Former deputy first minister Seamus Mallon has warned that a narrow vote in favour of Irish unity in any future border poll would only serve to increase division and could spark a return to violence.
Under the terms of the Belfast Agreement, the threshold for reunification in a border poll is a simple majority of 50% plus one.
But veteran SDLP figure Mr Mallon believes such an approach is flawed.
Writing in the Irish News yesterday, Mr Mallon – one of the key negotiators of the Belfast Agreement – said a united Ireland requires a majority on both sides of the political divide agreeing.
He said: “I have come increasingly to the view that the Good Friday Agreement metric of a bare ‘50%+1’ majority for unity in a border poll will not give us the kind of agreed and peaceful Ireland we seek.
“A premature border poll may deliver a narrow and completely unworkable majority for unity.”
The former politician said a “more inclusive and generous way to quantify consent” must be found.
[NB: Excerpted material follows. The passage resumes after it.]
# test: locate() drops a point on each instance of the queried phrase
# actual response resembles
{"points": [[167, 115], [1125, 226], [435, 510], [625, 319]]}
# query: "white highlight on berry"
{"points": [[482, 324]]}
He added: “This generosity could be shown by nationalists in two ways: firstly, by not pushing for unity until there is wider and deeper acceptance of it among the unionist community; and secondly, by a willingness to put forward some arrangement more congenial.”
Legislation states that the secretary of state has to call a vote if it appears likely there would be a majority in support of reunification.
Karen Bradley has previously said she does not believe such conditions have been met.